# Breeding different Betta Breeds?



## SweetnSpicy (Sep 3, 2009)

Can you? 

Like breed a VT with a Delta/halfmoon? I haven't really heard about it, but I was just wondering. I think that there was a topic about something like this on another site, but I am not 100% sure, so any help would be great.

Please let me know!

-SnS


----------



## Rohland (Aug 20, 2009)

You can, the fish will "do it"
However you get really weird, sometimes ugly tails.

Also there is not much money in vt.

Also I think vt is the dominant trait, so you will be getting mostly vt babies..

But don't quote me, let someone more experienced answer.


----------



## SweetnSpicy (Sep 3, 2009)

Thanks so much, any answer is help! 

I do not plan to breed VTs, Crossbreeding betta types, or to really breed to sell for money, actually.
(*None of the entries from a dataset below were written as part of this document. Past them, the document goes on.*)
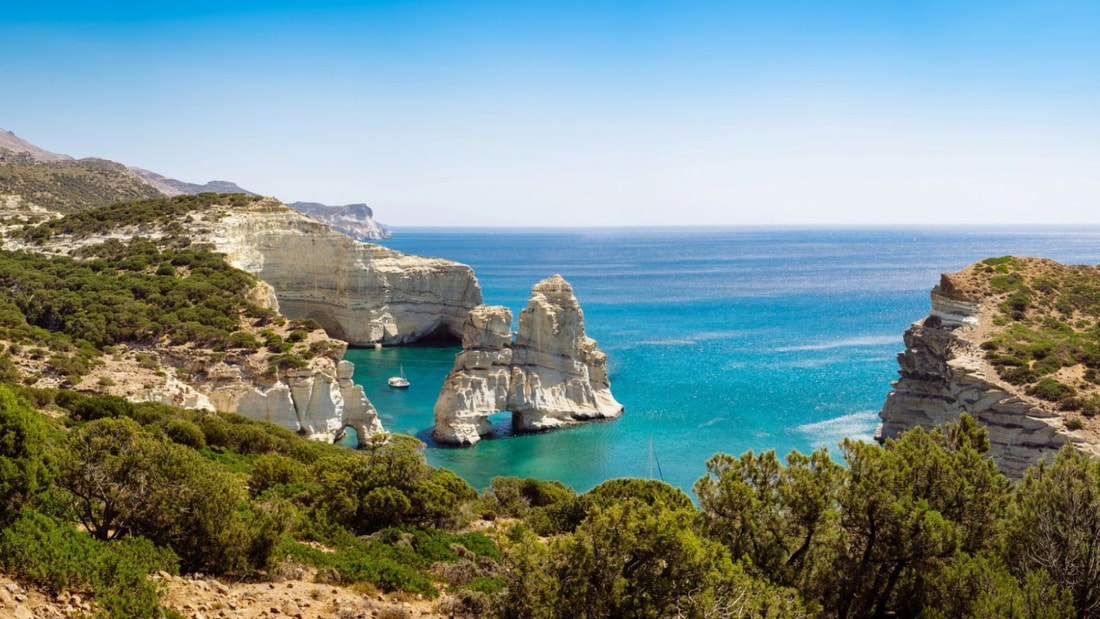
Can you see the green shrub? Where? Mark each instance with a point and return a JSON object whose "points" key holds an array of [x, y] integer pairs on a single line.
{"points": [[1052, 390], [23, 467], [55, 556], [185, 433]]}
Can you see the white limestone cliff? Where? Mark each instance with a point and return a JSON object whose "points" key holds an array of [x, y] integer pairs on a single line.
{"points": [[551, 375], [361, 293], [943, 374]]}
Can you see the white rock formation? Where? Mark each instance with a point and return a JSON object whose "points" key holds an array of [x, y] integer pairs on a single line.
{"points": [[360, 293], [943, 375], [317, 401], [552, 375]]}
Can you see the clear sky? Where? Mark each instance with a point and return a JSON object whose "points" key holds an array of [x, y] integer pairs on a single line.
{"points": [[583, 113]]}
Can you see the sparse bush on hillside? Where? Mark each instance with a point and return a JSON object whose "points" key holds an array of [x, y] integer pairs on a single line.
{"points": [[23, 467]]}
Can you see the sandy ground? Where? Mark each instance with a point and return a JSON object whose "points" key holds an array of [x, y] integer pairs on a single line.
{"points": [[206, 598]]}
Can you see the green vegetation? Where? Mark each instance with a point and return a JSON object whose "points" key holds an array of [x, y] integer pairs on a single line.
{"points": [[163, 213], [121, 294], [923, 526], [1049, 319], [70, 186]]}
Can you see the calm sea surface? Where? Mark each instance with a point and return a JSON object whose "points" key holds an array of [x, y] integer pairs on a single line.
{"points": [[719, 340]]}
Not sure if I really want to breed at all, lol. 

Just curious about the answer, because I haven't really heard about it too much


----------



## dramaqueen (Jul 7, 2008)

Nothing wrong with asking questions.


----------



## MrVampire181 (May 12, 2009)

Ya I wouldn't do it unless there was a standard for VT. Speeking of which....anyone wanna help me with creating a VT standard?


----------



## AlexXx (Aug 23, 2009)

What you mean a VT standard?


----------



## MrVampire181 (May 12, 2009)

AlexXx said:


> What you mean a VT standard?


 A standard they can be judged by. Like ray branching, tail spread, yada yada yada.


----------



## ChristinaRoss (Sep 4, 2009)

judged by whom? and isnt the tail spread on a veil a standard already? if its different its then classifed as different tail type ?


----------



## MrVampire181 (May 12, 2009)

ChristinaRoss said:


> judged by whom? and isnt the tail spread on a veil a standard already? if its different its then classifed as different tail type ?
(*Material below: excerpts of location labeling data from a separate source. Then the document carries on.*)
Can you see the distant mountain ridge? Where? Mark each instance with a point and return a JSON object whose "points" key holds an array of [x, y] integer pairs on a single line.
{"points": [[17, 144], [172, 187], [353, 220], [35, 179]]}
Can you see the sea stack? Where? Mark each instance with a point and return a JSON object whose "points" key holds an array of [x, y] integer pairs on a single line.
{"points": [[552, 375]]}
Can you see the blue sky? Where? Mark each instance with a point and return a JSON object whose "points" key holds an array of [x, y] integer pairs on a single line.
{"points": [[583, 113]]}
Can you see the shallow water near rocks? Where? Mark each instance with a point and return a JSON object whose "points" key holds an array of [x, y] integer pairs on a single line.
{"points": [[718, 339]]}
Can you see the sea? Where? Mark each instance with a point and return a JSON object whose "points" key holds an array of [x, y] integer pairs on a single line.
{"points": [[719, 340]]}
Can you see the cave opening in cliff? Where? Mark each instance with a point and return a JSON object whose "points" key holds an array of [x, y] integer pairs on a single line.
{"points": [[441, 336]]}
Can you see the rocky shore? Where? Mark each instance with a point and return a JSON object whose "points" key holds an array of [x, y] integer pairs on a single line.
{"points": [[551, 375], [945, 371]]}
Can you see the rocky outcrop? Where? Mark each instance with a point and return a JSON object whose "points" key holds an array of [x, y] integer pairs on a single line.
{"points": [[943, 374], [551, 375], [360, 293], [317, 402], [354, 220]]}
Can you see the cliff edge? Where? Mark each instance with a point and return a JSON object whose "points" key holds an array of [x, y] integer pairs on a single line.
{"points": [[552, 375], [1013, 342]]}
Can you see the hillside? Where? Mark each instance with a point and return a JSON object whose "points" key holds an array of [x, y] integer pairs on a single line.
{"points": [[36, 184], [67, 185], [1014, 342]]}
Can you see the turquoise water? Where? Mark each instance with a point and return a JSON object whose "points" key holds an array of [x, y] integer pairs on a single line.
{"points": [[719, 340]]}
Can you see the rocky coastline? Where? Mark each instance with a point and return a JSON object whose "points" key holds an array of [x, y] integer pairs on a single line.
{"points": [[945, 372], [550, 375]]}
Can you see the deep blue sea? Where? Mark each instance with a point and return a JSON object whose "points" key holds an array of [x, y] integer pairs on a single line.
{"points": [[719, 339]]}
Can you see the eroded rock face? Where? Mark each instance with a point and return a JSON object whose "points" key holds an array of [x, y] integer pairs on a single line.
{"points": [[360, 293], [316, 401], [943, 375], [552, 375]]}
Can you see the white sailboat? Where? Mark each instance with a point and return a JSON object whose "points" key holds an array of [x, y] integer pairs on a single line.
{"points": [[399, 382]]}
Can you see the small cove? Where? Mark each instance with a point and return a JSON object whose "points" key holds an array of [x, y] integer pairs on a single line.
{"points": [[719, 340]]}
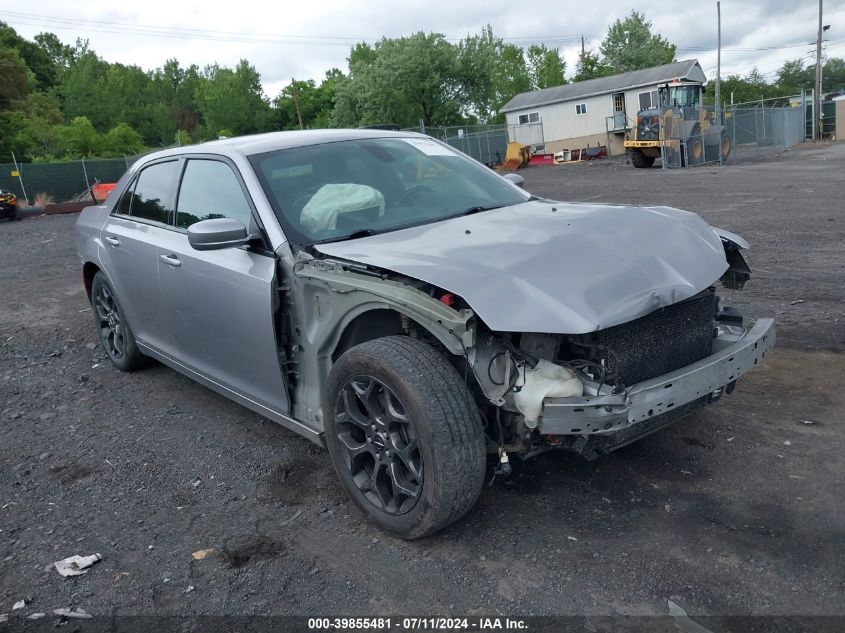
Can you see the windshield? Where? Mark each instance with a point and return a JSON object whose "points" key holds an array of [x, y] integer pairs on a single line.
{"points": [[348, 189]]}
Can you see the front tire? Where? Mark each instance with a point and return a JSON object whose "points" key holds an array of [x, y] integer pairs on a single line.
{"points": [[112, 328], [404, 436]]}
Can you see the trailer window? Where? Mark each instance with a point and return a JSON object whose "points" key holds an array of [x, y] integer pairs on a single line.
{"points": [[648, 100]]}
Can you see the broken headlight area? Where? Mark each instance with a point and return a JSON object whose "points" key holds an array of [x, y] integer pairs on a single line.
{"points": [[595, 392]]}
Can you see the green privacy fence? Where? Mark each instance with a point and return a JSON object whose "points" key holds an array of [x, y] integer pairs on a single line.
{"points": [[61, 181]]}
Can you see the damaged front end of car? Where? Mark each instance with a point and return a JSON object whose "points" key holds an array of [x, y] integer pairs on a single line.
{"points": [[596, 392], [589, 362]]}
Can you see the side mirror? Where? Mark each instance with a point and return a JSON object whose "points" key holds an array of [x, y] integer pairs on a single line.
{"points": [[209, 235]]}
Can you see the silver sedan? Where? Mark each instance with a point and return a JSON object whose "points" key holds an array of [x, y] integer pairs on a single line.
{"points": [[411, 310]]}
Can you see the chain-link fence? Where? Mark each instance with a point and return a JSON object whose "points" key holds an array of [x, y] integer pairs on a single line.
{"points": [[693, 136], [60, 182], [487, 144]]}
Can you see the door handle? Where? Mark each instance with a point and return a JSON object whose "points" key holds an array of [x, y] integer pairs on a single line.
{"points": [[170, 260]]}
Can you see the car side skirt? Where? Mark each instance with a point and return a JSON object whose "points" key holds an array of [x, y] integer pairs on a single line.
{"points": [[286, 421]]}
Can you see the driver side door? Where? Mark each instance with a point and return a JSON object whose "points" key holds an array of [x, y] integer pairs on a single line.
{"points": [[219, 304]]}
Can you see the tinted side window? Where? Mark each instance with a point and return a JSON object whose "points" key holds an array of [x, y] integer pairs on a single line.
{"points": [[210, 190], [126, 199], [151, 199]]}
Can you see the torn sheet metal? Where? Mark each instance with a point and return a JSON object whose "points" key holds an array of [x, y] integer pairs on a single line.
{"points": [[543, 266]]}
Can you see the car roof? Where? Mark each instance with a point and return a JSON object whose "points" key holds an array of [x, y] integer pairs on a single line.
{"points": [[271, 141]]}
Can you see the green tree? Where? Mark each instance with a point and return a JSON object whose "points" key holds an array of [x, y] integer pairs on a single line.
{"points": [[17, 79], [546, 67], [84, 91], [36, 58], [232, 100], [834, 75], [412, 78], [122, 140], [751, 87], [79, 139], [510, 79], [60, 53], [792, 76], [305, 105], [631, 45]]}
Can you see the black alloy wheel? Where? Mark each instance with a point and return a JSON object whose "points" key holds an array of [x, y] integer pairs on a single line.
{"points": [[114, 332], [404, 435], [382, 447]]}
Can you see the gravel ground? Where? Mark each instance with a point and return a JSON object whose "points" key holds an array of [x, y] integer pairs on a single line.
{"points": [[738, 509]]}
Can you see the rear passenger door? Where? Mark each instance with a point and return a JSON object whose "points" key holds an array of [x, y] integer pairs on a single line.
{"points": [[219, 304], [139, 224]]}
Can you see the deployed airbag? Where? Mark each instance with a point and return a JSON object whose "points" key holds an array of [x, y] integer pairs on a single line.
{"points": [[546, 380], [321, 212]]}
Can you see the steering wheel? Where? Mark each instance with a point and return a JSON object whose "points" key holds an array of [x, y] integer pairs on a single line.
{"points": [[411, 193]]}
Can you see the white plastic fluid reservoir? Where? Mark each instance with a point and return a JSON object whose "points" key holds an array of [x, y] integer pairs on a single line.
{"points": [[546, 380]]}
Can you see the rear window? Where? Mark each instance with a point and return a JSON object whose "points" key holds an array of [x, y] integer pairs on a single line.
{"points": [[150, 198]]}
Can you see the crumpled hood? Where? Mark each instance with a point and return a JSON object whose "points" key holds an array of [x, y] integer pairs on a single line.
{"points": [[554, 267]]}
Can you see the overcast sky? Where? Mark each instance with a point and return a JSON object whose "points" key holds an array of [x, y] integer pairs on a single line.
{"points": [[304, 39]]}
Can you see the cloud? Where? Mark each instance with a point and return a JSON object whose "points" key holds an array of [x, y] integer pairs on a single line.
{"points": [[304, 40]]}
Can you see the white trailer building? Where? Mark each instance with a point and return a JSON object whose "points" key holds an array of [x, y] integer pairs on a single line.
{"points": [[593, 112]]}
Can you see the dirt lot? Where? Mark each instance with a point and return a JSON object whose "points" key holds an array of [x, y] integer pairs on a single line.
{"points": [[736, 510]]}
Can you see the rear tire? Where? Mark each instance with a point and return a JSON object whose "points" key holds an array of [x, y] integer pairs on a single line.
{"points": [[404, 436], [114, 332], [640, 160]]}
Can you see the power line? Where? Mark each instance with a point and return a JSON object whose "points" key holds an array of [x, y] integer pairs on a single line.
{"points": [[105, 26]]}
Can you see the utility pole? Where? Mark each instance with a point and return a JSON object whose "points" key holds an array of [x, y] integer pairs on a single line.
{"points": [[719, 65], [295, 94], [817, 93]]}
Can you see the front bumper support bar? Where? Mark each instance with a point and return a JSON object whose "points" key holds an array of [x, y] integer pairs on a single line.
{"points": [[607, 414]]}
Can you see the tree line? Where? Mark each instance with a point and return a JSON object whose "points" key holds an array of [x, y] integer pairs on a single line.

 Judged by IBC (international betta congress) judges. A standard means it has to look a certain way to be placed in a show. Since VTs are not accepted in shows. The VT has any looks but no pure tail standard.


----------



## ChristinaRoss (Sep 4, 2009)

well i knew that, i was asking whos doing the judging of what the standard is? the ibc?


----------



## ChristinaRoss (Sep 4, 2009)

im confused, so u want to develope a standard for a veiltail and have ibc judge it? they dont judge veiltail in shows, so isnt the standard already set considering we all know what the veiltail looks like? and veiltails can each have different amounts of rays off of one, but still be veiltail. if the shape itself changes, its a different type


----------



## andakin (Aug 10, 2009)

he is trying to put together a list of what makes a good veiltail.


----------



## MrVampire181 (May 12, 2009)

Ya and then present to the judges and then look at what hey're thinking of for the standard. Rumor among breeders says that the IBC is trying to come up with a judging standard.


----------



## dramaqueen (Jul 7, 2008)

Oh, I see.


----------



## ChristinaRoss (Sep 4, 2009)

now i understand


----------